I paid Amazon's price for the Windows 7 upgrade disk, as I would need it even if the download is free, and if I can get it to run in my corrupted drive, then all is well, and if not, I go to my virtually unused Toshiba, cross my fingers, and while I am doing that, play patty cake with this poor HP, grand old lady suffering under my illiteracy. She really is not worth much more money, but I cannot afford to keep buying computers, tablets, and a new battery for her, that will come next month. The HP is definitively she, a fusty queen, in contrast to my Dell, who was a good boy until my landlord's oh so wonderful subcontractors terminated his hard drive, but let me not dwell on my resource drainage. And as per my aunt's advice, I will do my best with the Vista drivers, but remain confused, debating my television choices for this afternoon. I saw a portion of Tuck Everlasting before, and other than the fact that it left my shift in neutral, my jury is out as to its utility, but I believe for now, this is a skip, not that I necessarily eschew children's literature, I just never tried to be that kind of writer.
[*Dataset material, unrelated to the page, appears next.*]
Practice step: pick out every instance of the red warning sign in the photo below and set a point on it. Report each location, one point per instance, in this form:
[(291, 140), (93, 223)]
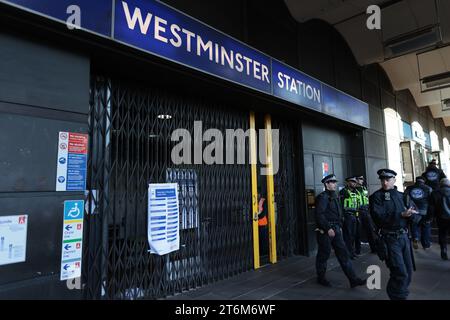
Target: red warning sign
[(78, 143)]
Let me scour my sentiments about Israeli politics with slightly more over-simplified persistence, while I push Vinnie and his nagging off with my skull, and tell him to leave me alone. No sale. They do not like the fish, but little kimmy was a good girl, and after the excitement of mommy's fall from bed, she ate her breakfast. I am snowed in, as even minor accumulations can damage either power chair, so they have to tolerate the supply I have available. My sympathies toward the Jewish state cooled during the first intifada. A video of a gaunt vulnerable father getting killed while trying to shield his child, a young boy also killed in a hail of bullets at a military checkpoint, shrivelled my heart. I have never been marginalized to that extent, but I am certainly that expendable. What was the price of their deaths in the course of geo-political reality? Nothing but the price of my memory, and perhaps burial in a network video archive, but it was enough.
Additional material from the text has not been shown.